Après deux ans de procédure, la justice autorise un couple de Saint-Vit à prénommer sa fille Cancoillotte.
Théo et Cyntia Allaye n’y croyaient plus. Après deux ans d’un parcours administratif et juridique interminable, ces deux jeunes parents peuvent enfin appeler leur enfant avec le prénom de leur choix, sans craindre que la justice ne les oblige à en changer. La Cour d’Appel de Besançon vient en effet de valider le prénom qu’un précédent jugement leur avait refusé.
Retour en janvier 2013 : les Allaye viennent de donner naissance à une petite fille qu’ils choisissent de prénommer… Cancoillotte.
« Parce qu’on est attachée à notre région et à sa gastronomie », raconte Cyntia. « Et puis aussi parce qu’on trouvait ça jolie pour une petite fille de s’appeler comme ça ».
Mais lorsque le père de l’enfant se rend à la mairie de Saint-Vit pour déclarer sa naissance, l’employé de l’état civil se montre réticent. « Il a dit qu’un nom de fromage ça ne passerait pas et qu’on ferait mieux de choisir un prénom normal », se souvient Théo. « J’ai répondu qu’on avait fait notre choix et qu’il n’était pas question d’en changer »
Un prénom contraire à l’intérêt de l’enfant
Deux semaines plus tard, Théo et Cyntia Allaye reçoivent une convocation au tribunal de Besançon. Là, on leur signifie l’annulation pure et simple du prénom Cancoillotte. « En l’espèce, argumente la notification du jugement, le prénom « Cancoillotte » donné à l’enfant correspond au nom d’une spécialité fromagère. Or il est contraire à l’intérêt de l’enfant d’être affublé d’un tel prénom qui ne peut qu’entraîner des moqueries ou des réflexions désobligeantes. »
Pour les Allaye, il est possible de faire appel, mais on les prévient : les délais sont très longs. Tant pis, il n’est pas question pour Théo et Cyntia d’accepter cette décision qu’ils jugent injuste et incompréhensible. Ils décident donc de retourner devant le tribunal. Il leur faudra alors attendre plus de deux années. Une éternité durant laquelle ils n’osent pas prénommer leur fille Cancoillotte, de peur qu’elle s’y habitue et que son prénom soit définitivement invalidé. « On l’a appelée Yoyotte pendant deux ans », explique Cyntia. « On s’est dit que si on perdait, on la prénommerait Échalotte ».
Un précédent historique
Maître Fabrice Renard, l’avocat du couple, explique l’argument juridique qui a finalement convaincu le tribunal :
« On a expliqué à mes clients que donner un nom de fromage à un enfant ne se faisait pas. J’ai démontré au tribunal qu’il y avait eu un précédent et pas des moindres : Richard 1er d’Angleterre, né en France en 1189. Un souverain que l’on nomme aujourd’hui encore « Richard Coeur de Lion » dans tous les livres d’Histoire. Si un homme − fut-il roi − a pu s’inscrire aussi positivement dans l’Histoire alors qu’il portait le nom d’un Camembert, rien ne justifie qu’une petite fille n’ait pas le droit de se prénommer Cancoillotte ».

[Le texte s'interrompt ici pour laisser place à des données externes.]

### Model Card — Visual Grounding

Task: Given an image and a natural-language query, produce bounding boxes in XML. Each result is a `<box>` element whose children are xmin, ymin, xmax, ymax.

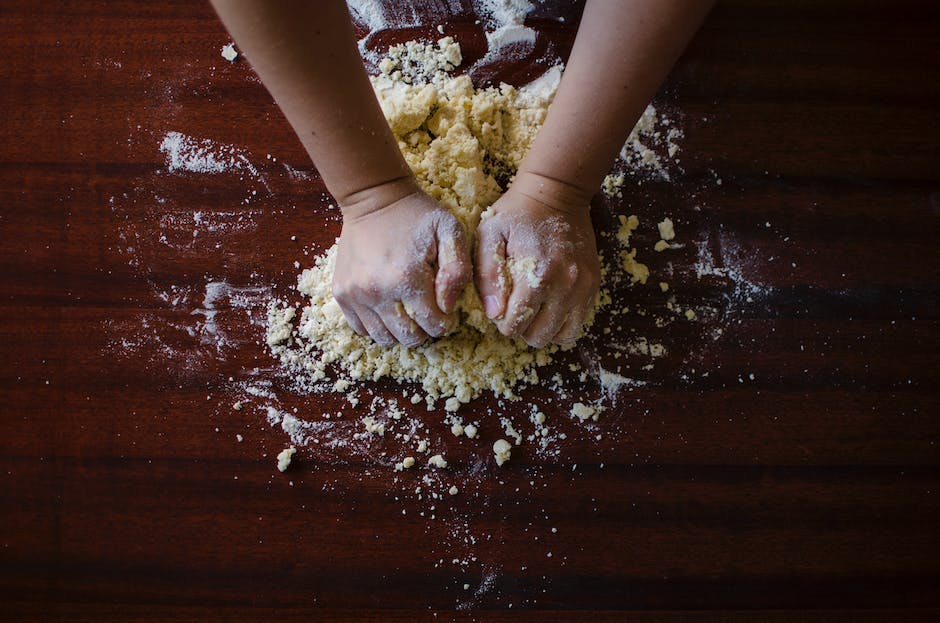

Convaincu par les arguments de Maître Renard, le tribunal administratif a définitivement lâché son fromage et a accordé à la petite Allaye, le droit de se prénommer Cancoillotte.
Gageons que ce prénom qui évoque si joliment notre riche terroir gastronomique, saura rencontrer un vif et légitime succès auprès des futurs parents francs-comtois.